Thursday, May 20, 2010

The Trip


We usually have a certain equation of a good trip in our mind, with certain variables like how comfortable the stay is, how good the food is, how exotic the location is...etc. But all this while there are a few certainties like duration of the trip, location(s) to visit, number of days of stay at each location, a fixed schedule of the trip....The idea was to turn these constants into variables and sit back and watch the equation stake shape.



In late April, I started this trip with a visit to Varanasi. (I believe the city offers a kind of a crash course on India). I had no idea where I would go next .... and definitely no idea that the trip would ultimately take me to a remote village near the Indo-Tibetan border near Joshimath. There was no fixed date of return, no trip plan, schedule.....except for a certain budget (well that corners it down a lot). Anyway, till the money lasted, I met a lot of unique people that never really made me feel lonely during the trip. And yes, I took loads of photographs too.


On the Ghats of Benaras

Eternal sunshine

Waiting for her boat


Making the Arc


Holy Duties

Next I arrived at Haridwar, on my way to the Garhwal Himalayas. Though the Kumbh mela had just ended the crowd had not yet completely dispersed.


Lost in Kumbh


At Joshimath, the trip got really exciting


....where I took a ride on top of one of the India Post vehicles to a distant village some 36Km uphill.
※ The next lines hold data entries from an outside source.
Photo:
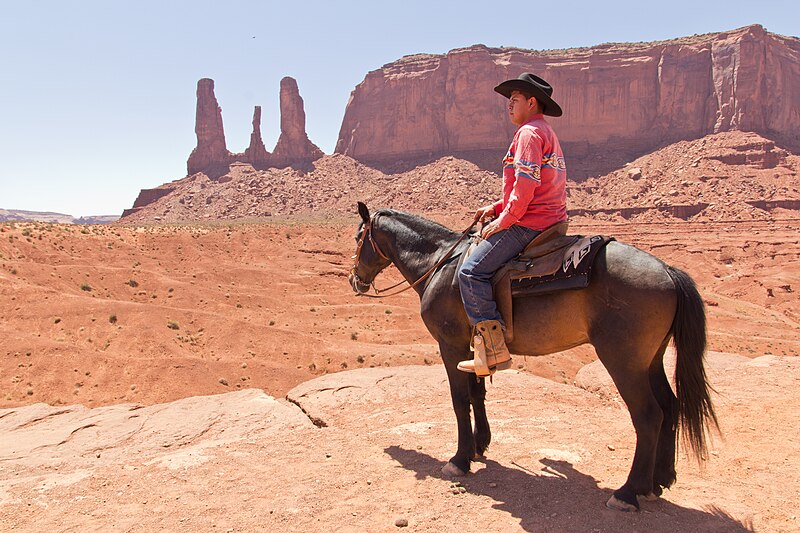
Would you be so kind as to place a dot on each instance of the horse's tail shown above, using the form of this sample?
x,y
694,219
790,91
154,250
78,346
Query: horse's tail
x,y
695,411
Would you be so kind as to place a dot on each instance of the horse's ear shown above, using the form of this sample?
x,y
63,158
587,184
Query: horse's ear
x,y
363,211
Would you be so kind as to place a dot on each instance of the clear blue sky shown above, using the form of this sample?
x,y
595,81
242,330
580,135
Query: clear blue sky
x,y
98,97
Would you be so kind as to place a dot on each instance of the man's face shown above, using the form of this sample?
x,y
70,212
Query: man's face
x,y
520,109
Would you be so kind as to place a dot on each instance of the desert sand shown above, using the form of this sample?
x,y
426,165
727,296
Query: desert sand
x,y
145,374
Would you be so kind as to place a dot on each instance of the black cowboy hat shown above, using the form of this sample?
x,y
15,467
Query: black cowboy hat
x,y
534,85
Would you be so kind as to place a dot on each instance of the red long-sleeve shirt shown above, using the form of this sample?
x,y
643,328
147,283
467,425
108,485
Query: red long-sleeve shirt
x,y
534,178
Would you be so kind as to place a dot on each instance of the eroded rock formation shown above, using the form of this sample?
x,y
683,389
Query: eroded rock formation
x,y
293,144
256,153
210,151
620,100
211,155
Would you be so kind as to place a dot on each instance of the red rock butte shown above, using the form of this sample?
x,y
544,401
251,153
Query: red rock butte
x,y
620,100
211,155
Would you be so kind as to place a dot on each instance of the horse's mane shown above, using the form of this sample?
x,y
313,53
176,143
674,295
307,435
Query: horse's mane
x,y
421,225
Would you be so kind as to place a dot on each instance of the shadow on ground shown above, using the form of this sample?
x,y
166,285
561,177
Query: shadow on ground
x,y
557,497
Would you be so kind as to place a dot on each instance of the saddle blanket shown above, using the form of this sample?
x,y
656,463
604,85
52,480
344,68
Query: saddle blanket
x,y
572,269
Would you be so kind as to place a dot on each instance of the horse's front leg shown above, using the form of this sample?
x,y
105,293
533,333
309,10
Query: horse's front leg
x,y
482,435
460,396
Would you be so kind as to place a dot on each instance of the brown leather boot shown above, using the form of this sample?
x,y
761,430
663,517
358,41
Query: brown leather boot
x,y
491,353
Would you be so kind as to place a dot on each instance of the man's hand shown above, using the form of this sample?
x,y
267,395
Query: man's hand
x,y
483,213
491,228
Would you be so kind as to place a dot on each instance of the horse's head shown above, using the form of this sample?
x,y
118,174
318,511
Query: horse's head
x,y
369,260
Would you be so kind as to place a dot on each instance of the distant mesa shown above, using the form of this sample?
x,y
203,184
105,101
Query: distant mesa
x,y
211,155
17,215
620,100
436,115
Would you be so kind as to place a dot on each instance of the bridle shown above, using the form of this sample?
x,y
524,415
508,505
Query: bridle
x,y
368,225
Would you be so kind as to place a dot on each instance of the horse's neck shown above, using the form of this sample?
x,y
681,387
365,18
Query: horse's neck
x,y
416,245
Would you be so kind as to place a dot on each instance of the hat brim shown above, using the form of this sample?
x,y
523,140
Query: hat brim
x,y
551,108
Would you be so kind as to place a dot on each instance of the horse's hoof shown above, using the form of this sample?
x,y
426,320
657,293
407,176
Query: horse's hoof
x,y
452,470
618,505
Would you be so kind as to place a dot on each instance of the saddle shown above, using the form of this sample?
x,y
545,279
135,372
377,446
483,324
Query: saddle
x,y
552,262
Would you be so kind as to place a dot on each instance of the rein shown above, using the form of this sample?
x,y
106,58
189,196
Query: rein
x,y
377,250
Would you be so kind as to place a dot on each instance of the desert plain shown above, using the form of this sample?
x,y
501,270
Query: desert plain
x,y
223,376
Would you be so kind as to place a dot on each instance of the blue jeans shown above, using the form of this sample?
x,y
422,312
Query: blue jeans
x,y
475,274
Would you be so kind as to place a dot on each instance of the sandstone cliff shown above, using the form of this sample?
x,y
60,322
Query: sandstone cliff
x,y
620,100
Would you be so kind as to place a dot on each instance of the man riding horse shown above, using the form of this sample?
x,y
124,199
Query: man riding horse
x,y
534,198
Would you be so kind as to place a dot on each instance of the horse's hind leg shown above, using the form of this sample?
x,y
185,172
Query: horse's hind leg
x,y
633,383
664,473
482,435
Most of the people of these villages at such high altitudes migrate to lower and warmer places in the winter and at the time I visited, many were migrating back to these villages.

Most of them work as daily labour for road and other infrastructure projects. In the summer months, they trek to the treacherous snow line areas to collect a tiny herb that they locally call 'Kirajari' and sell it to local businessmen.

On route to one of the villages I got acquainted to one of my fellow passengers, who turned out to be a teacher in the village primary school.


The area is very high on literacy. There are even women with MA in the remote villages. However, jobs are scarce.



















Madan, his brother Mohan and their father Pratap, my guide back from the Suki village (near Sonaithota).